Teachers, meanwhile, are deciding whether to return to the classroom at all. Jake Jacobs says he and many of his fellow teachers in the Bronx are weighing whether to apply for a medical exemption, which would allow them to teach remotely in the fall, if approved.

“Nobody knows what to do. We have our backs against the wall right now,” Jacobs says. Teachers living with vulnerable family members, for instance, are ineligible for an exemption if they are themselves healthy. They say they are being forced to put their loved ones at risk.

Jacobs himself worries that if he got the exemption, it would be as if he were abandoning his students and colleagues.

“I’m feeling like I’d be letting my staff down,” he explains. “Because if my staff’s going in, and they’re risking their health, and I’m staying at home nice and safe — they’re going to look at me like I’m a coward.”

Amanda Vender says teachers at her Elmhurst school are keeping close tabs on the DOE’s plans. They will consider organized action in the fall, she says, if they feel that reopening will be unsafe.

“There will be a lot of resistance if teachers feel concerned for their safety and the safety of their students,” she tells The Indy.

That resistance has already begun. Vender is a member of the Movement of Radical Educators (MORE), the social justice, left-wing caucus within the United Federation of Teachers, which represents the city’s public school educators. The caucus has grown increasingly vocal about the dangers of reopening schools in recent weeks, and plans to hold a march next week to the Department of Education headquarters to demand schools do not reopen.

A new hashtag has been circling online: #WeWontDieforDOE.

Switching to a remote fall “has always been a possibility,” says Rosier-Rayburn, who sits on the UFT’s roughly 90-member executive board. Though she did not give specifics on UFT’s negotiations with the DOE, she says remote learning is “absolutely being discussed. It is absolutely on the table.”

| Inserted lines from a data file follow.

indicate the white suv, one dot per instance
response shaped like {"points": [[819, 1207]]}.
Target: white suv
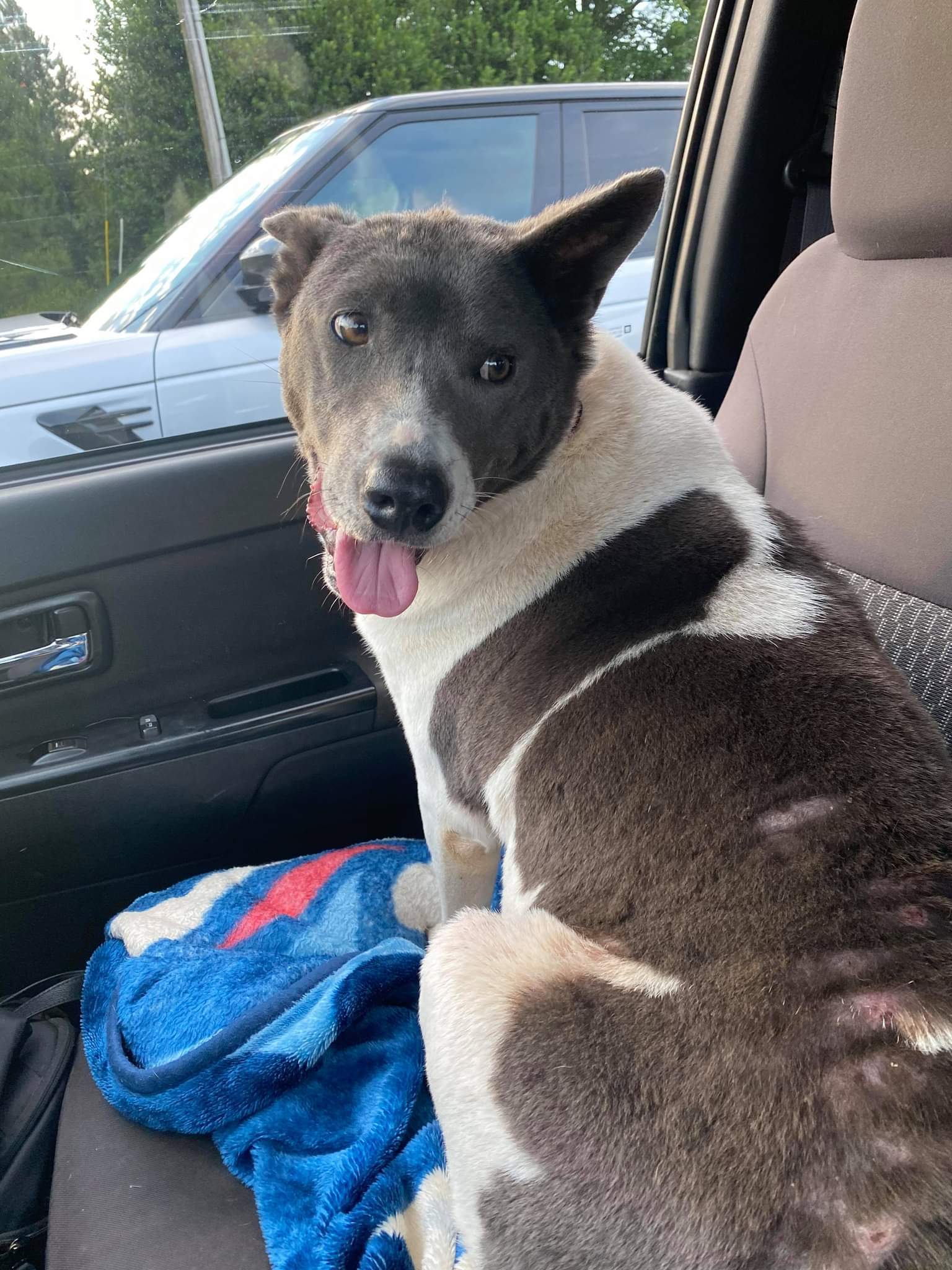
{"points": [[187, 345]]}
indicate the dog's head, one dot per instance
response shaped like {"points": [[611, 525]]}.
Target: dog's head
{"points": [[431, 361]]}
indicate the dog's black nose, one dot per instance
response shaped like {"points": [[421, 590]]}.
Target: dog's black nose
{"points": [[402, 498]]}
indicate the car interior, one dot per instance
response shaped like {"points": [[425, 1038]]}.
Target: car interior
{"points": [[226, 713]]}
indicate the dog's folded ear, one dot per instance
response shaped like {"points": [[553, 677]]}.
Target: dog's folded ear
{"points": [[573, 248], [304, 234]]}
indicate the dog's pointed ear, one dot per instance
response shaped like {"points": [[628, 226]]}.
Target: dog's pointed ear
{"points": [[573, 249], [304, 233]]}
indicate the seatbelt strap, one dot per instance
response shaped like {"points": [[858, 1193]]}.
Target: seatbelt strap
{"points": [[60, 990]]}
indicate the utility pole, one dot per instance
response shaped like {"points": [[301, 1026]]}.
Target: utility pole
{"points": [[216, 145]]}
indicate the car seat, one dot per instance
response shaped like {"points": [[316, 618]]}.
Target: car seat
{"points": [[840, 408]]}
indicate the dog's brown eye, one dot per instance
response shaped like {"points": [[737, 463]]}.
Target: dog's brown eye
{"points": [[496, 368], [351, 328]]}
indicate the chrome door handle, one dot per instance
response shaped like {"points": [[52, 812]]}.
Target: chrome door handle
{"points": [[60, 654]]}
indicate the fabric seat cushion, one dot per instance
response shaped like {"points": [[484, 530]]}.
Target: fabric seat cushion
{"points": [[130, 1199]]}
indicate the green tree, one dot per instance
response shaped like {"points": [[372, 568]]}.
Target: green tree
{"points": [[134, 151], [143, 136], [648, 40], [45, 234]]}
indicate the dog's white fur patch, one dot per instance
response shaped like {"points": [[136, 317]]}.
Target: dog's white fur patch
{"points": [[427, 1227], [640, 446], [478, 969], [415, 897]]}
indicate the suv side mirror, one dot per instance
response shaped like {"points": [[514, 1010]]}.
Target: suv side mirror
{"points": [[255, 263]]}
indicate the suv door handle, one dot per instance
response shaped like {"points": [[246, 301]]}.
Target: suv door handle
{"points": [[59, 654], [90, 427], [64, 636]]}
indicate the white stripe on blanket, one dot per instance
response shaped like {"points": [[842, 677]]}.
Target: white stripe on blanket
{"points": [[175, 917]]}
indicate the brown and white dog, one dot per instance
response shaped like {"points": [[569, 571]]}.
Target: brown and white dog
{"points": [[711, 1028]]}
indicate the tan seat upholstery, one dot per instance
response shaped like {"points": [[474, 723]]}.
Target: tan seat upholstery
{"points": [[840, 408]]}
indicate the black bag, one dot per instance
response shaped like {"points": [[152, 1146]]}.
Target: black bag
{"points": [[37, 1042]]}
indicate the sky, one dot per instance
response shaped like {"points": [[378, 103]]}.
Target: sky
{"points": [[68, 25]]}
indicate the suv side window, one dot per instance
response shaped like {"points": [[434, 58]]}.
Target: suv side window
{"points": [[484, 166], [615, 141]]}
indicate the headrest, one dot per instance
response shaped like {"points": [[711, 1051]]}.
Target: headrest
{"points": [[892, 148]]}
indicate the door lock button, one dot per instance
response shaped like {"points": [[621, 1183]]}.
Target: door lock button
{"points": [[58, 751], [149, 727]]}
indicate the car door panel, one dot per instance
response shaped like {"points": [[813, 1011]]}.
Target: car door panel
{"points": [[276, 734]]}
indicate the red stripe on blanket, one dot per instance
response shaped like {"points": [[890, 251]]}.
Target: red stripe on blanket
{"points": [[291, 894]]}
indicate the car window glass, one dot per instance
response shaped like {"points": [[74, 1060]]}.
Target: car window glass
{"points": [[478, 166], [203, 229], [619, 141]]}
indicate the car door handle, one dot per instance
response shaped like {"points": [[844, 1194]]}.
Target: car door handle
{"points": [[90, 427], [60, 654]]}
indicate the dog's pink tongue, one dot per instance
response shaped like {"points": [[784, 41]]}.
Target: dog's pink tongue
{"points": [[375, 577]]}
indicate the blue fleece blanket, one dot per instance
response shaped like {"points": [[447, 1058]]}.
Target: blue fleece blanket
{"points": [[276, 1010]]}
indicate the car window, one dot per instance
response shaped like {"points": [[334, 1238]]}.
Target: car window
{"points": [[209, 224], [619, 141], [126, 316], [479, 166]]}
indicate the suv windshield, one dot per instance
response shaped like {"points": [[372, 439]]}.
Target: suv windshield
{"points": [[187, 247]]}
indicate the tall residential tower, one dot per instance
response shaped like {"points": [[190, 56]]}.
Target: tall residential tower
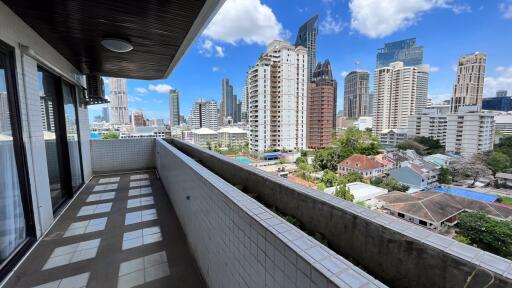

But it is hardly an ideal solution. Pediatricians and psychologists warn that children’s learning and mental health are put at risk when instruction is fully virtual and parents will be left without consistent childcare, hot meals and the many other critical resources schools provide.

De Blasio has touted his plan for free childcare for 50,000 students per day in the fall, but that accounts for less than 10 percent of the city’s 560,000 elementary school students, many of whom will be out of school for most of the week. Working families say they are left with no good options.

“It’s really difficult for parents to answer how they feel about September,” says Joey, a mother whose two children go to school in the Bronx and who asked that The Indy only use her first name for this story. “It’s very hard. We need to make a living. I want my kids to go to school, but I’m afraid.”

Joey says her concerns and those of fellow parents are not being heard by the DOE. Many are like her, Chinese immigrants, and the language barrier, she says, is not addressed by their school or city government.

“They send people into these meetings and they don’t offer to translate. Then they say there were no questions, no anything,” she says. “Nobody knows our concerns.”

Rodriguez, who leads Bronx Educators United for Justice, says teachers feel similarly. “I don’t think we have been given a platform as teachers to say what we need,” she says. “They are not listening to us.”

Among parents, among teachers, among school staff, there has arisen a gradual sense that the city is steamrolling ahead toward the fall, leaving all else behind. As September approaches, families and educators say, they will need to take matters into their own hands.

“This is our life,” says Rosier-Rayburn. “This is much bigger than things we’ve fought for in the past.”